Roy Choi, the owner of this Los Angeles-based food truck company, is known in the industry as the godfather of the food truck movement. Born in Seoul, Korea, and raised in Los Angeles, Choi is a graduate of the Culinary Institute of America and later worked at such high-end restaurants as Le Bernardin in New York City. In 2008 he launched his first food truck in L.A., fusing Korean and Mexican food with items like spicy pork tacos and Kogi kimchi quesadillas.

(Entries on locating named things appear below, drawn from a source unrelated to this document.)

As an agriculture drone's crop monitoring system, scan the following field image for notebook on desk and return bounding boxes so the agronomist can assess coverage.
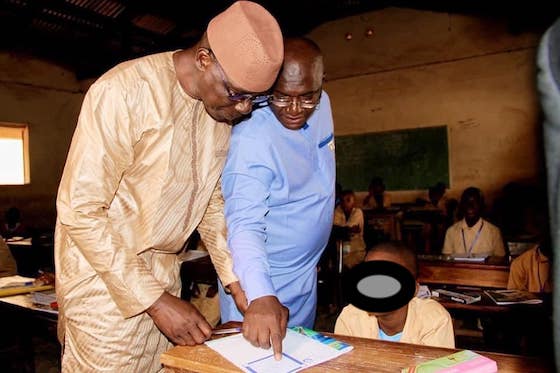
[451,255,488,263]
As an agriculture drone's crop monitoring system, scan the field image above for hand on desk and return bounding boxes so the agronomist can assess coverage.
[146,292,212,346]
[227,281,249,315]
[243,295,290,360]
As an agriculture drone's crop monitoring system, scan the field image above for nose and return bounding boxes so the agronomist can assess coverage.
[235,99,253,114]
[286,97,301,113]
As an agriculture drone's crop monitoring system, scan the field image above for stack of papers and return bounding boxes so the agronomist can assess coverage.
[31,290,56,307]
[206,327,353,373]
[484,289,542,306]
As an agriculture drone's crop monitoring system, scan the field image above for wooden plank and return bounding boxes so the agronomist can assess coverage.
[161,333,552,373]
[418,260,509,289]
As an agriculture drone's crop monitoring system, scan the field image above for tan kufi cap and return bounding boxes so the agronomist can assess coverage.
[206,1,284,92]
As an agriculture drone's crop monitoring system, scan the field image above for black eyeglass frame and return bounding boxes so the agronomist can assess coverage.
[268,86,323,109]
[201,48,270,105]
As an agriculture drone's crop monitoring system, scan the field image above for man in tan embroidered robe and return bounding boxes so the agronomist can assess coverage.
[55,1,283,372]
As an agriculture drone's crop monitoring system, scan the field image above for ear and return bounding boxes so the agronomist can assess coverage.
[194,48,212,71]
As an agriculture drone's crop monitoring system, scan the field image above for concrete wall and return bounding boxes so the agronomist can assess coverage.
[309,8,542,201]
[0,8,552,227]
[0,53,84,229]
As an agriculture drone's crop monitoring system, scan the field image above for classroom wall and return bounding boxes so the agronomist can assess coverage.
[0,8,552,228]
[309,8,543,202]
[0,53,84,229]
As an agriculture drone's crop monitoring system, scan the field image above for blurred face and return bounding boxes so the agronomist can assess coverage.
[463,196,480,221]
[342,194,354,212]
[270,58,323,130]
[365,251,418,316]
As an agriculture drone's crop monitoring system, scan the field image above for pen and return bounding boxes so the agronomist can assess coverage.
[212,328,241,335]
[0,281,33,289]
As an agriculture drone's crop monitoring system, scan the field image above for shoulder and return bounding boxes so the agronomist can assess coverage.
[447,220,463,233]
[484,219,500,233]
[232,107,279,141]
[88,52,176,94]
[338,304,369,321]
[410,297,451,320]
[511,248,537,268]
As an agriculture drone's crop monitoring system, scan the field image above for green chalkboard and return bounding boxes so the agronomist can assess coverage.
[335,126,449,191]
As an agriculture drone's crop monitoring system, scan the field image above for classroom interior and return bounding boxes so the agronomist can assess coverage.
[0,1,560,372]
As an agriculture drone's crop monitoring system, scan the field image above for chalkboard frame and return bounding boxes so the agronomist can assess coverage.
[335,125,450,191]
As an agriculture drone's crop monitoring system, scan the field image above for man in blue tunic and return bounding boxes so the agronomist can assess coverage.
[220,38,335,358]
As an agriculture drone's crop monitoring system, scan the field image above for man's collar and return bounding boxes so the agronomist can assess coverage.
[461,218,482,229]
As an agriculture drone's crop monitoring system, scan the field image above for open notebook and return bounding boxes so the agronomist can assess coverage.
[206,327,353,373]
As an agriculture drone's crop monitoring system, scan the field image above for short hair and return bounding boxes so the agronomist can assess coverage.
[461,187,484,208]
[366,241,418,278]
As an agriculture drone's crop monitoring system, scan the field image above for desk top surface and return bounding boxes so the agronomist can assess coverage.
[161,326,553,373]
[418,254,509,271]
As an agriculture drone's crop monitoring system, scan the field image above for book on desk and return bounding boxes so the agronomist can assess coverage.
[401,350,498,373]
[431,289,482,304]
[484,289,543,306]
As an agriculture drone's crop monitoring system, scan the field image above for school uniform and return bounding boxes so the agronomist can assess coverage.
[334,298,455,348]
[442,218,506,256]
[508,245,552,293]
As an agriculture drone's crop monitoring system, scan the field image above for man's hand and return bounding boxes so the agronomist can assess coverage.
[227,281,249,315]
[146,292,212,346]
[243,295,290,360]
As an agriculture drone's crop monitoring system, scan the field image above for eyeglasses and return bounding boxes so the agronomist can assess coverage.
[203,48,270,104]
[268,88,322,109]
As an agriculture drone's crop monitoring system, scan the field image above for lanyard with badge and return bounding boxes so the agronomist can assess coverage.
[461,222,484,256]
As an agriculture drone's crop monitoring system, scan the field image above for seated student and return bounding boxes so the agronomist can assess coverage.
[334,242,455,348]
[442,187,506,257]
[0,207,29,238]
[362,176,391,209]
[333,190,366,268]
[507,243,552,293]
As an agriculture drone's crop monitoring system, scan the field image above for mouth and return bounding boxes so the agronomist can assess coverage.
[284,115,303,124]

He now has four Kogi BBQ trucks cruising around Los Angeles, as well as several brick-and-mortar restaurants, including the Hawaiian-inspired A-Frame, the cool Alibi Lounge and Chengo, serving Asian rice bowls such as the chubby pork belly bowl (kochujang-lacquered pork with a fried egg, pickled radishes, greens, cotija and peanuts) and the sour cream hen house (marinated grilled chicken with a fried egg, greens, sour cream sambal, Thai basil, toasted sesame and red chillies).
It's hard to argue that grilled cheese isn't king of the comfort foods. The owners of Ms. Cheezious, the Miami-based food truck company, certainly believe that. In 2010 husband and wife Brian and Fatima Mullins, along with their friend M. Christian Dickens, started talking about parlaying their considerable food and restaurant experience into a business of their own. Brian developed a love for cooking from his mother and grandmother while growing up in Long Island, New York, and went on to help open more than 30 restaurants around the world. Christian also had a long career in the food industry and had opened nearly three dozen Planet Hollywood restaurants.

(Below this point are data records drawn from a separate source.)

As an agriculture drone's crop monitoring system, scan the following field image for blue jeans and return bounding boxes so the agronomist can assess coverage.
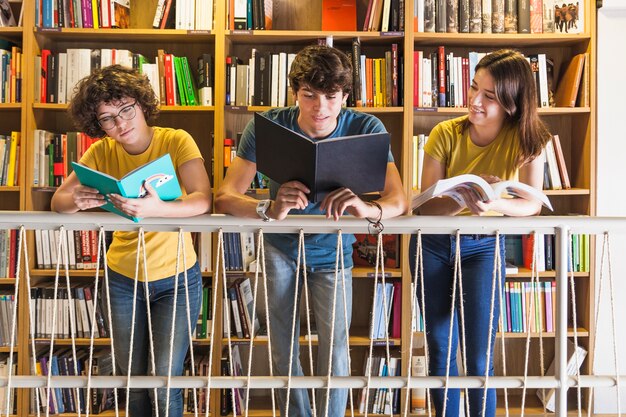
[265,241,352,417]
[102,263,202,417]
[409,235,505,417]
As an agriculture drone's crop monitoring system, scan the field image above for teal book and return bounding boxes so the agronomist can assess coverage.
[72,154,183,222]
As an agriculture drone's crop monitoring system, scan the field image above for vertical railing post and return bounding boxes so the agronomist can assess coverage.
[554,225,569,417]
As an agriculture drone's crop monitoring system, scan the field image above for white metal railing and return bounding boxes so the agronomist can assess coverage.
[0,211,626,416]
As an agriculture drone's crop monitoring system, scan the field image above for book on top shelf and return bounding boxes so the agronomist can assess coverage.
[554,54,585,107]
[0,0,16,27]
[322,0,356,32]
[254,113,390,202]
[411,174,552,210]
[72,154,182,222]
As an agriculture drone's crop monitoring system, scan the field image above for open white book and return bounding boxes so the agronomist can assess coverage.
[411,174,552,211]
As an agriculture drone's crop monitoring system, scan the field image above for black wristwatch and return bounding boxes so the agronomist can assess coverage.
[256,200,274,222]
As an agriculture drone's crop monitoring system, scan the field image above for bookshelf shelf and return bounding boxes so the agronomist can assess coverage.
[506,267,589,280]
[222,328,401,347]
[352,266,402,278]
[34,28,215,44]
[413,327,589,339]
[413,32,591,48]
[413,107,591,117]
[0,103,22,110]
[226,30,404,46]
[29,337,111,346]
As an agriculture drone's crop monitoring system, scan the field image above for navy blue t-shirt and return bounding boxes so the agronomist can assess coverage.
[237,106,393,270]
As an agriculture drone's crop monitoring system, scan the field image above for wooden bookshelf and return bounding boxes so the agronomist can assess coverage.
[0,0,597,416]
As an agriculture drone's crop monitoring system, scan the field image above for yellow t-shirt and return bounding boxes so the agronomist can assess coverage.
[424,116,521,215]
[80,127,202,281]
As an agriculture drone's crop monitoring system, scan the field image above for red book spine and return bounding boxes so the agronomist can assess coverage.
[437,46,446,107]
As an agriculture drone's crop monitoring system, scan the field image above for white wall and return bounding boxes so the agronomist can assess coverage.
[595,0,626,414]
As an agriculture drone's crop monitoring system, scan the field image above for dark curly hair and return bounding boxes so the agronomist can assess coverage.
[466,49,552,163]
[289,45,352,94]
[68,65,159,138]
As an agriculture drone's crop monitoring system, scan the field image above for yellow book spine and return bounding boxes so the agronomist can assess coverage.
[7,131,21,187]
[91,0,100,29]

In December 2010 they rolled out their first Ms. Cheezious food truck in Miami, featuring a modern twist on the grilled cheese sandwich. Offerings include the grilled blue and bacon (crisp bacon with creamy blue cheese and green onion on sourdough bread) and the BBQ pulled pork melt (pulled pork with sharp cheddar cheese on Texas toast), and for dessert the s'mores melt — roasted marshmallows, salted chocolate hazelnut spread and graham cracker crumble on sourdough bread.
Fatima handles social media for the Ms. Cheezious brand, which now includes two food trucks and two brick-and-mortar restaurants in Miami and Coral Gables.

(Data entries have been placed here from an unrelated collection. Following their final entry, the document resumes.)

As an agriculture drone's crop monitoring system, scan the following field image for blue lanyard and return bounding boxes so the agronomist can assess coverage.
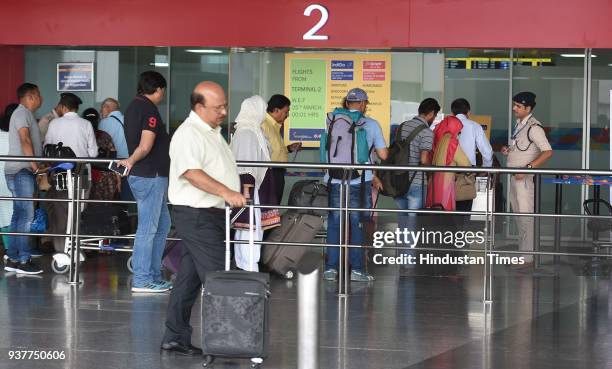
[510,117,531,140]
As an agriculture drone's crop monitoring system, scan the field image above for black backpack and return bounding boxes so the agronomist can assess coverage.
[377,122,427,197]
[43,142,76,159]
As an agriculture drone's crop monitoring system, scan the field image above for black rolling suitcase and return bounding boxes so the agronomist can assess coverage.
[202,206,270,368]
[261,212,323,279]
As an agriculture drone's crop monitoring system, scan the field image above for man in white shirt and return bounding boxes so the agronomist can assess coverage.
[161,82,246,356]
[45,92,98,158]
[45,92,98,252]
[451,98,493,216]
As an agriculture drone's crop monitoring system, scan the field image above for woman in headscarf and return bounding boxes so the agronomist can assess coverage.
[230,95,280,271]
[426,116,471,211]
[83,108,121,200]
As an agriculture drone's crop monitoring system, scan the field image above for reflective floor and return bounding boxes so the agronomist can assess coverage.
[0,250,612,369]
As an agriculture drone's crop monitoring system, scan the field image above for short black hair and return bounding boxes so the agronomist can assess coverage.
[266,94,291,113]
[83,108,100,130]
[0,104,19,132]
[419,97,440,115]
[138,70,167,95]
[58,92,83,111]
[189,91,206,110]
[17,82,38,100]
[451,97,472,115]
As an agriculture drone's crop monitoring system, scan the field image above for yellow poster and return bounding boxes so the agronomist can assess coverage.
[285,53,391,147]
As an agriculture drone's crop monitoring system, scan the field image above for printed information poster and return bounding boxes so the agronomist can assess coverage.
[285,53,391,147]
[57,63,94,92]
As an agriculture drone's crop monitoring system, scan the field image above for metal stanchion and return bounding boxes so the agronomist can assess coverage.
[553,175,563,268]
[330,170,350,297]
[66,170,78,285]
[297,252,321,369]
[69,175,82,285]
[484,173,493,304]
[533,174,542,269]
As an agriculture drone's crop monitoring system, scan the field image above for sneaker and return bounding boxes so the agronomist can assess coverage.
[4,256,17,272]
[15,260,42,274]
[323,269,338,281]
[132,282,170,293]
[351,270,375,282]
[153,280,172,290]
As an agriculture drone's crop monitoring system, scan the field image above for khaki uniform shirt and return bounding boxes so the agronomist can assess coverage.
[508,116,552,168]
[261,113,289,163]
[168,111,240,209]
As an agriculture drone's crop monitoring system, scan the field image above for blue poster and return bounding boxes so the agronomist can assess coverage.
[57,63,94,92]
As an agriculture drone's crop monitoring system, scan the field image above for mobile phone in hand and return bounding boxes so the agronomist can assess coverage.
[108,161,127,177]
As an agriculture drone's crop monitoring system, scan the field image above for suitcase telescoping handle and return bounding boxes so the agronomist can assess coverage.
[225,199,255,271]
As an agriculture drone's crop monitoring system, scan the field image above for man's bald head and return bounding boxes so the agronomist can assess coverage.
[190,81,227,128]
[100,97,119,118]
[191,81,225,110]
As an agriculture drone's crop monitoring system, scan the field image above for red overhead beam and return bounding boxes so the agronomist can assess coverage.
[0,0,612,49]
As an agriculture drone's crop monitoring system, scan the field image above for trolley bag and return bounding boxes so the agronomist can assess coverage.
[289,179,329,217]
[202,205,270,367]
[81,203,130,236]
[262,212,323,279]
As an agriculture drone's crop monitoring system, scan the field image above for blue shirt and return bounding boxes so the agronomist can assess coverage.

This food truck, and its brick-and-mortar iteration at Penn Station in New York City, makes vegan food enticing even for folks who aren't vegan. Chef Adam Sobel worked for about a dozen years in vegetarian and vegan restaurants but decided to launch his food truck in February 2010 to attract people who would never have thought to try vegan fare. The Cinnamon Snail serves delicious sandwiches (Korean BBQ served open faced on a chili butter grilled tortilla), burgers and bowls (any menu item served over greens and red quinoa pilaf instead of bread) and a dizzying array of more than 30 different vegan donuts and pastries daily.
Sobel says the truck is off the road for the winter but will return in the spring at various spots in New Jersey and New York City and at the Red Bank, New Jersey, farmer's market on Sundays. The restaurant at Pennsy Hall in Penn Station is open daily, and a new location will open later this year in NYC's financial district.
Founder and chef Josh Sacks set out to serve the best BBQ in New Jersey when he launched his first Oink & Moo BBQ food truck in the fall of 2012. He had spent years traveling the country, looking for the best flavors and techniques to compliment any meat. With a meat smoker right onboard the truck, Sacks turns out fare such as brisket or pulled pork sliders, pulled pork and chicken tacos, and baby-back ribs served with coleslaw and cornbread made from scratch.
There are now three trucks that serve New Jersey and Philadelphia, and they've won a slew of awards since opening. In January 2015, Sacks opened his first brick-and-mortar restaurant in Florham Park, New Jersey. It serves everything available on the trucks, as well as party packages for groups of four or more.